La ragazza, in isolamento, pare che stia avendo dei momenti di debolezza e che sia stato necessario somministrarle dei sedativi. Domani sarà decisivo l’incontro con i suoi difensori. La 18enne dovrà restare reclusa nel penitenziario avellinese almeno fino al 3 maggio, giorno in cui è stata fissata l’udienza davanti ai giudici del Riesame. Il Tribunale della libertà dovrà decidere sul ricorso degli avvocati per l’attenuazione della misura cautelare.
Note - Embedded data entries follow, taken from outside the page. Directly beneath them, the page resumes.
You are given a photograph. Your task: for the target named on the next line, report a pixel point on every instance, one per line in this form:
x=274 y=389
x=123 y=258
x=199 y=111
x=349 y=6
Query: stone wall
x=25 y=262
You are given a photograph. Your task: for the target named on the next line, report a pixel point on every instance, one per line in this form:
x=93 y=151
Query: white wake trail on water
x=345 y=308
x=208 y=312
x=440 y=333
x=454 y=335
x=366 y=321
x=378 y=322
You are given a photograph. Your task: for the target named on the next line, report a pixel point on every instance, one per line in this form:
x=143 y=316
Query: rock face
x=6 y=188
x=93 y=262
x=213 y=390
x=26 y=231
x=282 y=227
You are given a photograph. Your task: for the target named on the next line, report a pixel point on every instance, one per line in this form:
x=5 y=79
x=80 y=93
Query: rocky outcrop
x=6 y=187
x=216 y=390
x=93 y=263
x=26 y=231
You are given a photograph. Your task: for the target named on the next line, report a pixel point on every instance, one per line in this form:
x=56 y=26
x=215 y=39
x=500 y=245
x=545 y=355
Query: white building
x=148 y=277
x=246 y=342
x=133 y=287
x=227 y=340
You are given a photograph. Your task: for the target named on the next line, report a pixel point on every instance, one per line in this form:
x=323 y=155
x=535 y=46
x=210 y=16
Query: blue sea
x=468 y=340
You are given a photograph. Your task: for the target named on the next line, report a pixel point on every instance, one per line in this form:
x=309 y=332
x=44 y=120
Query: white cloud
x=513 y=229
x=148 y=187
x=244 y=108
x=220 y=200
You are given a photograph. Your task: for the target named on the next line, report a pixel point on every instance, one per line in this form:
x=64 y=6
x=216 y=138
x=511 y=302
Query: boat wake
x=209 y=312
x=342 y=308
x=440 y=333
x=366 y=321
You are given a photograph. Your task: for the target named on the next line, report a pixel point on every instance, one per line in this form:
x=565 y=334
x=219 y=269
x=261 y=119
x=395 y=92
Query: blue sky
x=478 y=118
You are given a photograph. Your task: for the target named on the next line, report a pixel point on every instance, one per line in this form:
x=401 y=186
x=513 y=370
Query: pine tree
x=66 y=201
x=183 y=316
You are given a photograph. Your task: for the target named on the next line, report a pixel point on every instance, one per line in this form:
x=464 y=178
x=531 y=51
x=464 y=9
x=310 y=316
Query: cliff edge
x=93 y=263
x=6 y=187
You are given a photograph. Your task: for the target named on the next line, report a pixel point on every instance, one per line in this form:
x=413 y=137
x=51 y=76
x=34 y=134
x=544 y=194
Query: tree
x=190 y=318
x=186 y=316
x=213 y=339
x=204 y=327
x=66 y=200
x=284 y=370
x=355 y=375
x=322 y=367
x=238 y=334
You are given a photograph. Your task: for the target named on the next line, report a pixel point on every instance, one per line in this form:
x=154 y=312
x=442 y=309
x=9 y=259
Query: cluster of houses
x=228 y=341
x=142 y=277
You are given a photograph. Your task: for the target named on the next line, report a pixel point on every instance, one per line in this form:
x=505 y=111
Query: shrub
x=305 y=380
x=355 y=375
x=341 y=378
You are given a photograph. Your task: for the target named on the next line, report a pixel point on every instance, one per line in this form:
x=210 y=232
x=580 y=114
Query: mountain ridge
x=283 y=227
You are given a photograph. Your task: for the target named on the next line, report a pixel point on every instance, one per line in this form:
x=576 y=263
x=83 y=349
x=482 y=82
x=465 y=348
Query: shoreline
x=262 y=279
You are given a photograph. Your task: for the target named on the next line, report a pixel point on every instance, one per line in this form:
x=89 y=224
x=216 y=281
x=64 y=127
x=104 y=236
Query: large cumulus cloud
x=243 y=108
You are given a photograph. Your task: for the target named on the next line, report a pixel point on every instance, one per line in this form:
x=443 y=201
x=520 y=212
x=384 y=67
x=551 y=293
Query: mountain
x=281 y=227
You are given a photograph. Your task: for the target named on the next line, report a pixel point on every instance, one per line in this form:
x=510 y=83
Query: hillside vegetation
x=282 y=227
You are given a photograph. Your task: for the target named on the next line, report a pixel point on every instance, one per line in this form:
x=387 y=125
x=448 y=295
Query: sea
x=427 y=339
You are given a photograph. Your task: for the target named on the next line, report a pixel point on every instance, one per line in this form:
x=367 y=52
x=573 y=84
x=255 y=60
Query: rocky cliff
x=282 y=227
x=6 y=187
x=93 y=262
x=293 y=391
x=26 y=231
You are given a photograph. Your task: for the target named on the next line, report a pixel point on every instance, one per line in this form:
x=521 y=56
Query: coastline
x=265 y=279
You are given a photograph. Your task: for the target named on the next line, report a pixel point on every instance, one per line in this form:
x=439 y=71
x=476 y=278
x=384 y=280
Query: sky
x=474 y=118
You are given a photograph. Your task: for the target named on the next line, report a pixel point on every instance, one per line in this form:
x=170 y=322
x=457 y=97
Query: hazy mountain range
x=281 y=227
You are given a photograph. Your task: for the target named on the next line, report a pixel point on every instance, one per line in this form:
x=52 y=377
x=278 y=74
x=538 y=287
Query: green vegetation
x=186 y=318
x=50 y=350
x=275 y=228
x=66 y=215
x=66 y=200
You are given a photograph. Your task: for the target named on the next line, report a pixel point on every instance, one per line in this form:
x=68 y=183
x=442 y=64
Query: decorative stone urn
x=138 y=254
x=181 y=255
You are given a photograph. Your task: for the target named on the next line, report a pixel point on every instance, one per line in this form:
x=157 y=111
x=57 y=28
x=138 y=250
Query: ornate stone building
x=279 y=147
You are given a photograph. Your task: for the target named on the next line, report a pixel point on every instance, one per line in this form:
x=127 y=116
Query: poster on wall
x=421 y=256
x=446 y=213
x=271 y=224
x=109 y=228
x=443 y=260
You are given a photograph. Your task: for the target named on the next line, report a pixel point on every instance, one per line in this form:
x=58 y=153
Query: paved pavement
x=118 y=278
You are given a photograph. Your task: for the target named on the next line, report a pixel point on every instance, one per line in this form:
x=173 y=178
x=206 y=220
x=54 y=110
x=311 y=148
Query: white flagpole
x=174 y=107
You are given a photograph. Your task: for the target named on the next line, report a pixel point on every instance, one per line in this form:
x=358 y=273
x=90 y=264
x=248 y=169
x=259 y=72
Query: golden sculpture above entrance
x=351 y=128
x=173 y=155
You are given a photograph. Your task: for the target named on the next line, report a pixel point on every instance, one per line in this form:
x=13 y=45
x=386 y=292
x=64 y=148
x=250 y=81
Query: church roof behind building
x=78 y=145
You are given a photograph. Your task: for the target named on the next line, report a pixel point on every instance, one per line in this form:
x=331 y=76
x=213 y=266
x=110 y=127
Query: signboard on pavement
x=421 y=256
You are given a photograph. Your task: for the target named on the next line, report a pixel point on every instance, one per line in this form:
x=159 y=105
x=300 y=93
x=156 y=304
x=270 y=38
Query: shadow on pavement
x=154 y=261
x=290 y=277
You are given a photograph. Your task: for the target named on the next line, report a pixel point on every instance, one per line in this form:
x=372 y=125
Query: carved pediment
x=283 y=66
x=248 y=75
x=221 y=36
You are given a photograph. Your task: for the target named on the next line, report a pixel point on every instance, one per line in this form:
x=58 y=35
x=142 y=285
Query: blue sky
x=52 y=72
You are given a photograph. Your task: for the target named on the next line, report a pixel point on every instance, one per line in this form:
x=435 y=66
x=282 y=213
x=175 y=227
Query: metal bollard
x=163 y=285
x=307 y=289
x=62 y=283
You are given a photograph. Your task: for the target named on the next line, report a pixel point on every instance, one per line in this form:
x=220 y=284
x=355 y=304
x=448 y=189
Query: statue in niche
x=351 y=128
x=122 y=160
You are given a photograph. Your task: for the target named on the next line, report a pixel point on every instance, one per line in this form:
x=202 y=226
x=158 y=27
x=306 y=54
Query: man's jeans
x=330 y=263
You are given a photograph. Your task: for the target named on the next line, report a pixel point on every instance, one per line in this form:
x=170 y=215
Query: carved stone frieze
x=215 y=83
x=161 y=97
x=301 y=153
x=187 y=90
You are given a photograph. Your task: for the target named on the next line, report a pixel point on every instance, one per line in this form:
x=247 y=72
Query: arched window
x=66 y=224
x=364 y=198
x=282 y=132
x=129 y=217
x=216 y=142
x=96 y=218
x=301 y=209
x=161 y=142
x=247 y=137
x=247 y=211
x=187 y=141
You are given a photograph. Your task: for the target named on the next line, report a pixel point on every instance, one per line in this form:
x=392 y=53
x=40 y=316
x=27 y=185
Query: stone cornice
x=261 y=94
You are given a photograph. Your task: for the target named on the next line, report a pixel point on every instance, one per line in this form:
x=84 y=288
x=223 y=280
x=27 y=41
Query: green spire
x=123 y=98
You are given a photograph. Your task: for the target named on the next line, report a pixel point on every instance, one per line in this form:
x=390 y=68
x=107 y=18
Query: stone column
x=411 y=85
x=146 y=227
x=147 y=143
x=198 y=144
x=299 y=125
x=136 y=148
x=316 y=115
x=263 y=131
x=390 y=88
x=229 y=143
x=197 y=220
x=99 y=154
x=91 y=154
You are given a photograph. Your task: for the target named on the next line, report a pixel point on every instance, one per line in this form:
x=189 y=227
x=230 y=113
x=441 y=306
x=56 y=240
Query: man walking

E questa mattina anche il fidanzato di Elena, Giovanni Limata, ha incontrato il suo legale, l’avvocato del foro di Benevento Mario Villani.
«Un primo colloquio di approccio - ha detto il difensore - siamo in una fase iniziale. Abbiano definito alcuni argomenti che non posso rivelare, ovviamente. Unica cosa, ha chiesto dei suoi familiari.
Io ho parlato con la mamma e altri familiari, sono persone umili e genuine che stano vivendo un incubo. La pressione mediatica che stanno subendo sta acuendo il loro stato d’animo. Purtroppo - sottolinea Villani - ci troviamo di fronte a un dramma con la vita di due ragazzini ormai segnata».